Where was Dan? In prison. Alas for Mrs Jo! how her heart would have ached if she had known that while old Plum shone with Christmas cheer her boy sat alone in his cell, trying to read the little book she gave him, with eyes dimmed now and then by the hot tears no physical suffering had ever wrung from him, and longing with a homesick heart for all that he had lost.

Yes, Dan was in prison; but no cry for help from him as he faced the terrible strait he was in with the dumb despair of an Indian at the stake; for his own bosom sin had brought him there, and this was to be the bitter lesson that tamed the lawless spirit and taught him self-control.

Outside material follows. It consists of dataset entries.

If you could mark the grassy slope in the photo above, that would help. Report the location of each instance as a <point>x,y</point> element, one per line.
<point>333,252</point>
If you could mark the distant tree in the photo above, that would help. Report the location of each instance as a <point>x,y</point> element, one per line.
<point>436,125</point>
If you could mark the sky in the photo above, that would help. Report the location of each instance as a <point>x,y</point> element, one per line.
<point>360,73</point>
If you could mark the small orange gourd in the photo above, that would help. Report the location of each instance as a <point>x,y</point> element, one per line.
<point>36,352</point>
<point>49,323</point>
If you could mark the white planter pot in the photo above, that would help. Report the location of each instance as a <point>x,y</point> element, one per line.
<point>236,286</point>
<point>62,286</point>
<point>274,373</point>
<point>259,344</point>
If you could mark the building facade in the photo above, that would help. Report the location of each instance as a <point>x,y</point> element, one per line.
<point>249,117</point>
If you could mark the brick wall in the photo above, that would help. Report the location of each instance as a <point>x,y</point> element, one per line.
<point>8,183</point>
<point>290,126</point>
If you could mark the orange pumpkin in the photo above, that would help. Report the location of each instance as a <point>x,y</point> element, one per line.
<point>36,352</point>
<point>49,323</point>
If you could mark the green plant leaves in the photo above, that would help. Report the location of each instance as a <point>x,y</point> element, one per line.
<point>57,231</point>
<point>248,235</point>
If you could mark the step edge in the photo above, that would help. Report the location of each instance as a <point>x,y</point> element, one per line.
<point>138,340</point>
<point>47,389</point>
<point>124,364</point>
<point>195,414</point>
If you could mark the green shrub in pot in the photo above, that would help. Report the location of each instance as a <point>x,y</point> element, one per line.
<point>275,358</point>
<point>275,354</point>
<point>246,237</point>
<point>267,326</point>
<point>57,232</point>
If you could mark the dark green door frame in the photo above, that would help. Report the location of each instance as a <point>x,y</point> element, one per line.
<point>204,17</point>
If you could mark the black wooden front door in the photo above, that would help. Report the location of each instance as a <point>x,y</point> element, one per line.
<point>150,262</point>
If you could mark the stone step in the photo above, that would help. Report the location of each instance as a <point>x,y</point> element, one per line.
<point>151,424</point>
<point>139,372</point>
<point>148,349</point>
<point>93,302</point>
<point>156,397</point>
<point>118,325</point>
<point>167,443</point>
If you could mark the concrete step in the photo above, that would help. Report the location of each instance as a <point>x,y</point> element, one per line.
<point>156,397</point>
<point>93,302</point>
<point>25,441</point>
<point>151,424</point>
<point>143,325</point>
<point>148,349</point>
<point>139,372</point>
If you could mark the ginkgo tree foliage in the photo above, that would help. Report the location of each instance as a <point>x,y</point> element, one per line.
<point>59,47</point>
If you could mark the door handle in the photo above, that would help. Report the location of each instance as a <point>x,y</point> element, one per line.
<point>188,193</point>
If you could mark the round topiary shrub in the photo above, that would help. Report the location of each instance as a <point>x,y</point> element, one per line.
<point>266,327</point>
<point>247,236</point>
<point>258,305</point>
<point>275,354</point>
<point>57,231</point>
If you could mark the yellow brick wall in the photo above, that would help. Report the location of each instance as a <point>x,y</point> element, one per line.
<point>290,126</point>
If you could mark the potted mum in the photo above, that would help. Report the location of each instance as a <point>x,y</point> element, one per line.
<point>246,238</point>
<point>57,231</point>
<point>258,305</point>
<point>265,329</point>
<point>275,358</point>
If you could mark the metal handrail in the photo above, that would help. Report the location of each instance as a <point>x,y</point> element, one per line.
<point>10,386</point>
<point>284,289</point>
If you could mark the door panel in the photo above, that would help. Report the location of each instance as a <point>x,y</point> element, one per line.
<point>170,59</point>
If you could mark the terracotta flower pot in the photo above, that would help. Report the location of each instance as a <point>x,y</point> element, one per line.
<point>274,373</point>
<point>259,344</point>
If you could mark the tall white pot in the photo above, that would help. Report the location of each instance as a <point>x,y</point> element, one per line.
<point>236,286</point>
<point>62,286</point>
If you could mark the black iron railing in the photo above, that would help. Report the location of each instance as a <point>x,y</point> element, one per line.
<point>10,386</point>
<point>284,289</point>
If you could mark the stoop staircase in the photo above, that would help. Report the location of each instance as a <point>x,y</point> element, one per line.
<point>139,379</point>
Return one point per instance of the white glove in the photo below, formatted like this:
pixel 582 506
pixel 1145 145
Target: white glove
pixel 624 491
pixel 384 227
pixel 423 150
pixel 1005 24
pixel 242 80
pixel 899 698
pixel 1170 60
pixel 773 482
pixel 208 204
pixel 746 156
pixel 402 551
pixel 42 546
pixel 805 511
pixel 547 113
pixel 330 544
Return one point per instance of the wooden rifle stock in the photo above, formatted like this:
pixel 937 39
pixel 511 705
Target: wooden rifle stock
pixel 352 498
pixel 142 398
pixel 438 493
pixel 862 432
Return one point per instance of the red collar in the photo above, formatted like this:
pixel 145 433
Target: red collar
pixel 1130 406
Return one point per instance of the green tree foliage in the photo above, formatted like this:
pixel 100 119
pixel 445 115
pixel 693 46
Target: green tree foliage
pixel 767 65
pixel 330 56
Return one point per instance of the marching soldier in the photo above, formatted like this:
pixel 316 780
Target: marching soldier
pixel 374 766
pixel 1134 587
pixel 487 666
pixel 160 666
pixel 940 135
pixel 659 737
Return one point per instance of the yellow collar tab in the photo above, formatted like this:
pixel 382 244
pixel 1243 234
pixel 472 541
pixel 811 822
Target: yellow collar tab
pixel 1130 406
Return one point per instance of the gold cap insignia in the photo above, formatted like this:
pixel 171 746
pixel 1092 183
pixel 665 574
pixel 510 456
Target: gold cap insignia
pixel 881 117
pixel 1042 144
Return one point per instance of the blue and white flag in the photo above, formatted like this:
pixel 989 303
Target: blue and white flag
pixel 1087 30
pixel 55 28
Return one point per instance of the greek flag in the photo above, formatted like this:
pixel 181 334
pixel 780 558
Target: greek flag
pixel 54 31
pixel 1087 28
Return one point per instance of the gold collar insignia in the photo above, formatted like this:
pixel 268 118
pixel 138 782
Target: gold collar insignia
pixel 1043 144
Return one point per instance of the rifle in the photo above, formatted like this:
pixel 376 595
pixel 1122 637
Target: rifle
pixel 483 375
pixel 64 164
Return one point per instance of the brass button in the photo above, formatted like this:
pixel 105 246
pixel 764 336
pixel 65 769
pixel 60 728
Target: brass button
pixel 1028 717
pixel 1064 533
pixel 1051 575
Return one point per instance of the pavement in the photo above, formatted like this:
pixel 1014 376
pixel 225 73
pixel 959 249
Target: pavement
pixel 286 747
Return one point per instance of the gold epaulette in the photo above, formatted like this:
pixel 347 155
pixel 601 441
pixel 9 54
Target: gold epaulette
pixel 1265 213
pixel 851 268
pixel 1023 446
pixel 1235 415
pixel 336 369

The story of his downfall is soon told; for it came, as so often happens, just when he felt unusually full of high hopes, good resolutions, and dreams of a better life. On his journey he met a pleasant young fellow, and naturally felt an interest in him, as Blair was on his way to join his elder brothers on a ranch in Kansas. Card-playing was going on in the smoking-car, and the lad--for he was barely twenty--tired with the long journey, beguiled the way with such partners as appeared, being full of spirits, and a little intoxicated with the freedom of the West. Dan, true to his promise, would not join, but watched with intense interest the games that went on, and soon made up his mind that two of the men were sharpers anxious to fleece the boy, who had imprudently displayed a well-filled pocket-book. Dan always had a soft spot in his heart for any younger, weaker creature whom he met, and something about the lad reminded him of Teddy; so he kept an eye on Blair, and warned him against his new friends.

Vainly, of course; for when all stopped overnight in one of the great cities, Dan missed the boy from the hotel whither he had taken him for safe-keeping; and learning who had come for him, went to find him, calling himself a fool for his pains, yet unable to leave the confiding boy to the dangers that surrounded him.